What Is Warehouse Management?
Warehouse management encompasses the principles and processes involved in running the day-to-day operations of a warehouse. At a high level, this includes receiving and organizing warehouse space, scheduling labour, managing inventory and fulfilling orders. Zoom in closer and you’ll see that effective warehouse management involves optimizing and integrating each of those processes to ensure all aspects of a warehouse operation work together to increase productivity and keep costs low.
Benefits of Warehouse Management
Warehouse operations are generally invisible to customers, but they play a vital behind-the-scenes role in ensuring on-time delivery. To achieve this goal, good warehouse management ensures all warehouse processes run as efficiently and accurately as possible.
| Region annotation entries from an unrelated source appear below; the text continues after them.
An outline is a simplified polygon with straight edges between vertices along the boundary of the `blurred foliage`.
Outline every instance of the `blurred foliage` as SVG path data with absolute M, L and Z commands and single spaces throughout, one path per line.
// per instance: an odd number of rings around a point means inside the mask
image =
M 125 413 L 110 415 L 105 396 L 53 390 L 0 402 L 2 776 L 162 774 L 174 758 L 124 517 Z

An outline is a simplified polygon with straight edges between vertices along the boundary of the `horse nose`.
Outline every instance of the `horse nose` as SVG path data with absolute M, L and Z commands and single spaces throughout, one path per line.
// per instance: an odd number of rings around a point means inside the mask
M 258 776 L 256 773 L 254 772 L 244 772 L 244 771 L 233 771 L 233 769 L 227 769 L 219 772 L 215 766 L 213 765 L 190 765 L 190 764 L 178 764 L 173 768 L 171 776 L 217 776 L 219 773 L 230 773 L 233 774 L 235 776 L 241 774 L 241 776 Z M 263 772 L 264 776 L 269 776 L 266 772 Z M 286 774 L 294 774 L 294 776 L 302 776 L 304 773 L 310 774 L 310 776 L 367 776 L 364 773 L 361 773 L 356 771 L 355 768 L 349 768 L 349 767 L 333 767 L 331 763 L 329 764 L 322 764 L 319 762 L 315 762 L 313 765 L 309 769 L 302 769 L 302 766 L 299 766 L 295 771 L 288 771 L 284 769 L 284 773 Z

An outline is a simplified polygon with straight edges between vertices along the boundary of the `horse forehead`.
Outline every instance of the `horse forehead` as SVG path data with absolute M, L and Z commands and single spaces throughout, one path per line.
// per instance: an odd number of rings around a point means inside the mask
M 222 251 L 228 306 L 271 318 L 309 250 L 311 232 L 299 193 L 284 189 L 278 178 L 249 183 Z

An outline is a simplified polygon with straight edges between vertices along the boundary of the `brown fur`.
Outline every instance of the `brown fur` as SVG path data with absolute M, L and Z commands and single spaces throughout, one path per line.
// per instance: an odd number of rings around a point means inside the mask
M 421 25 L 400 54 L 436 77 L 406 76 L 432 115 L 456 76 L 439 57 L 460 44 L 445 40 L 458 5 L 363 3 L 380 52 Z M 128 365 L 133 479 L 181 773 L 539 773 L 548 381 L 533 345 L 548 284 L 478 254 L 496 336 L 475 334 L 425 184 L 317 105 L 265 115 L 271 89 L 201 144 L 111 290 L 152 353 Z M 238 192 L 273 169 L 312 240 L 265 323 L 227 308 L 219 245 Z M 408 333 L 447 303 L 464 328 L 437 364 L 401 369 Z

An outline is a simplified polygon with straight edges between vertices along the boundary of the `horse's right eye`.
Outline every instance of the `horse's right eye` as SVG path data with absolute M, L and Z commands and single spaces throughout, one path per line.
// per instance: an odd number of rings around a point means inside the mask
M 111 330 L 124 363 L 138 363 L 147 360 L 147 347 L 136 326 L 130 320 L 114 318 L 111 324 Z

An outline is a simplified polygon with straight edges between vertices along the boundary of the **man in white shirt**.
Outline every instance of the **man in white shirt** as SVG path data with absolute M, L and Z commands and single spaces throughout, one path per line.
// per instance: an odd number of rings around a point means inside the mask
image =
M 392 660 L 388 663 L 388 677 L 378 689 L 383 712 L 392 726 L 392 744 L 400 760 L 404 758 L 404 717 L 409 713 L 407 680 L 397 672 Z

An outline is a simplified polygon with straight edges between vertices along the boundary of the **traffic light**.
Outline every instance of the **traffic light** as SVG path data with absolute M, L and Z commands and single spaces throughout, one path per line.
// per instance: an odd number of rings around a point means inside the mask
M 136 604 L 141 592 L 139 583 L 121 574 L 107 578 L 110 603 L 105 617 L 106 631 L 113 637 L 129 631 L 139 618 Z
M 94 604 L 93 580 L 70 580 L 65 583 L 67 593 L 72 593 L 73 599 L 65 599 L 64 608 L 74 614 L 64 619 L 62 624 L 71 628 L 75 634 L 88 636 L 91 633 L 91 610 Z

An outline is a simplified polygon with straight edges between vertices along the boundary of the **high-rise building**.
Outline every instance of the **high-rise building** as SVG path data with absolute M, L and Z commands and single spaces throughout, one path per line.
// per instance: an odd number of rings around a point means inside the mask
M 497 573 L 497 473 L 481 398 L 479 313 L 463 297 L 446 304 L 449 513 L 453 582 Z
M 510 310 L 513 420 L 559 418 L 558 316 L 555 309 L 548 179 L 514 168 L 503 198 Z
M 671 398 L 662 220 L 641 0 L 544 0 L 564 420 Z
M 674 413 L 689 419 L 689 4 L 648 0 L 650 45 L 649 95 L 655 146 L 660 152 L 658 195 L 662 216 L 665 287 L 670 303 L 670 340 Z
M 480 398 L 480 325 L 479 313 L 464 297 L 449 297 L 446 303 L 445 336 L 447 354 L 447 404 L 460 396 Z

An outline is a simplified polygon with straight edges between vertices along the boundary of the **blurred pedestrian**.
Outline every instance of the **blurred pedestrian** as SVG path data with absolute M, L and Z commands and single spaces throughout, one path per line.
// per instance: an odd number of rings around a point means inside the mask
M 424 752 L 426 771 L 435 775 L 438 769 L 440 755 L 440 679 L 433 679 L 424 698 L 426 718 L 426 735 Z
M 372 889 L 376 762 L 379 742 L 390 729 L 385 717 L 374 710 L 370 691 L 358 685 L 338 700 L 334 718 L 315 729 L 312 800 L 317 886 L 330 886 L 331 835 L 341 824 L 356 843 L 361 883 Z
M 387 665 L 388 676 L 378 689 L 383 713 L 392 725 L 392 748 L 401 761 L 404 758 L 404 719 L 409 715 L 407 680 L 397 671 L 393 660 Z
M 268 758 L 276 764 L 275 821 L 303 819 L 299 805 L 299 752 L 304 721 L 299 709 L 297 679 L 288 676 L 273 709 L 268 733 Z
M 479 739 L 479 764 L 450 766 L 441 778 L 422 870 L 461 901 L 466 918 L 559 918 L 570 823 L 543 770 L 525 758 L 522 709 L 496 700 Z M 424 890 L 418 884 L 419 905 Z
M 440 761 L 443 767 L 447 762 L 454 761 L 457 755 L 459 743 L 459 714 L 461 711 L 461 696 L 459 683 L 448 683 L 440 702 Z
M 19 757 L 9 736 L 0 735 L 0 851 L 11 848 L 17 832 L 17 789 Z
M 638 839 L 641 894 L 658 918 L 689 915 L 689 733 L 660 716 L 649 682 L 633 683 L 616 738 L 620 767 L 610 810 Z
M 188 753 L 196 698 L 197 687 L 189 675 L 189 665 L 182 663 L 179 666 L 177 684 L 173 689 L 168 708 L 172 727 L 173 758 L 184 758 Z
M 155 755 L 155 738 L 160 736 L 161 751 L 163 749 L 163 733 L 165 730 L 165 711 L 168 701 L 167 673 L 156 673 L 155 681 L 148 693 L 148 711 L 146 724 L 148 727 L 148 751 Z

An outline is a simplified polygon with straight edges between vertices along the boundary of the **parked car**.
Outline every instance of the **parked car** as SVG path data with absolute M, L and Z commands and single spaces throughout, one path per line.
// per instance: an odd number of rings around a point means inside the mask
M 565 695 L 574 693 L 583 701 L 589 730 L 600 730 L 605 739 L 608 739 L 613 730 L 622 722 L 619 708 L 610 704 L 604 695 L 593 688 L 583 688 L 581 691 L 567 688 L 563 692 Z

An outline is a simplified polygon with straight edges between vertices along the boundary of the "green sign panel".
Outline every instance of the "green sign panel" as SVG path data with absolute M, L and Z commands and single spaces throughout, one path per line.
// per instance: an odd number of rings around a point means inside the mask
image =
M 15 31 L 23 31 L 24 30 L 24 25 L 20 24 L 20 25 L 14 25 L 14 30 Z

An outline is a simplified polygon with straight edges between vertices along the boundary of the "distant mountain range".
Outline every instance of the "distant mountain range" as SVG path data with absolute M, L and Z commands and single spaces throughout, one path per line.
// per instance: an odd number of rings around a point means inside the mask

For example, warehouse management involves optimizing the use of warehouse space to maximize inventory storage; making inventory easy for staff to find; ensuring adequate staffing; efficiently fulfilling orders; and coordinating communication with suppliers and transportation companies so materials arrive and orders ship on time.
The benefits of good warehouse management—namely fast, high-quality service at low cost—can ripple out to the entire supply chain, strengthening relationships with suppliers as well as customers.
But given the many elements involved, optimizing warehouse management can be a complex task. That’s why many organizations are turning to warehouse management systems for help.
Principles of Warehouse Management
Understanding the general principles of warehouse management can help you focus your efforts to optimize the way your warehouse operates. These principles include:
Know your purpose
Comprehensive control
Flexibility & resilience
On-time delivery to customer
Data-driven decision making
Warehouse Management Processes
Warehouse management includes six core processes. Each process influences the efficiency of the next, so every step must be optimized for the warehouse operation to run like a well-oiled machine:
Receiving
Put-away
Storage
Picking
Packing
Shipping
Warehouse Management Fulfillment Strategies
Selecting fulfillment strategies that match the business’s size and the volume and type of orders it receives can help the organization ship products faster, minimize waste and improve customer satisfaction. Applying picking strategies that match the type of orders that you receive can help maintain the most effective workflow. For example:
- Batch picking is a technique that can help you quickly fulfill multiple orders for the same product without wasting time by continually revisiting the same inventory location.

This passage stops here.